The U.S. Coast Guard Cutter Eagle departs Naval Submarine Base New London & returns to her home mooring at Fort Trumbull in New London.
At 295 feet in length, the Eagle, known as “America’s Tall Ship,” is the largest tall ship flying the stars and stripes and the only active square-rigger in U.S. government service. Constructed in 1936 by the Blohm and Voss Shipyard in Hamburg, Germany, and originally commissioned as the Horst Wessel by the German Navy, the Eagle was taken by the United States as a war reparation following World War II.

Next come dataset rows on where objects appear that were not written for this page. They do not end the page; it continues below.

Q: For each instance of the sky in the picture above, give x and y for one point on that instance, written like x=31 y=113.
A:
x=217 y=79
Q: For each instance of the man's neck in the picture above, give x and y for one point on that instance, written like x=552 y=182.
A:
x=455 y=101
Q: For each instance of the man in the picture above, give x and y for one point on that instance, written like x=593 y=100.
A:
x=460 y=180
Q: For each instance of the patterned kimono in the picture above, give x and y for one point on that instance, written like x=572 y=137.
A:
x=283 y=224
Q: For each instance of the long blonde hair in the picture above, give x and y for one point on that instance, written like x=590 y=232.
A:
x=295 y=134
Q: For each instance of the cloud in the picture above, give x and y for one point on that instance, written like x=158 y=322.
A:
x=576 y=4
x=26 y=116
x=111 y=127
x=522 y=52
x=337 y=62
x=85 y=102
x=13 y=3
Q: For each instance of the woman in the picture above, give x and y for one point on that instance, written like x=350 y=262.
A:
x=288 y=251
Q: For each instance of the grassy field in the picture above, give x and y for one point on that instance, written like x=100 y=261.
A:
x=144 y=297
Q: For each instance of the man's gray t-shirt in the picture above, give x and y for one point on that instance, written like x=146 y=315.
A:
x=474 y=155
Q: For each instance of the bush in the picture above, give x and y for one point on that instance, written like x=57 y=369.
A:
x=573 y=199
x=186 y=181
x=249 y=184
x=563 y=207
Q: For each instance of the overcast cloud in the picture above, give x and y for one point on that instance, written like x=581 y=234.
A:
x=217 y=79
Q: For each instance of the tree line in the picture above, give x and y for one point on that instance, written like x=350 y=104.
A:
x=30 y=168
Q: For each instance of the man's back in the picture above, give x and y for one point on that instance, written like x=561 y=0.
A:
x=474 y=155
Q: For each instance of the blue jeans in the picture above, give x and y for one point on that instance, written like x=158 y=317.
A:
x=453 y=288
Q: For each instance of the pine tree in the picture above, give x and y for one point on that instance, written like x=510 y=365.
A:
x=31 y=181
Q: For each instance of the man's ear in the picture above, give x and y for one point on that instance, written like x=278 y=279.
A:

With more than 23,500 square feet of sail and six miles of rigging, the Eagle has served as a floating classroom to future Coast Guard officers since 1946, offering an at-sea leadership and professional development experience. A permanent crew of six officers and 50 enlisted personnel maintain the ship and guide the trainees through an underway and in-port training schedule, dedicated to learning the skills of navigation, damage control, watchstanding, engineering and deck seamanship.
Eagle arrived at SUBASE Sept. 26 and began a three-month dockside maintenance availability period. The $3.4 million dollar project included a complete renewal of the 132-foot mizzen mast, an overhaul of the main steering station, significant structural refurbishments and major berthing area modifications.
Upon returning to Fort Trumbull, the Eagle crew will finish the ship’s required annual maintenance period and begin preparing for the spring and summer training deployments.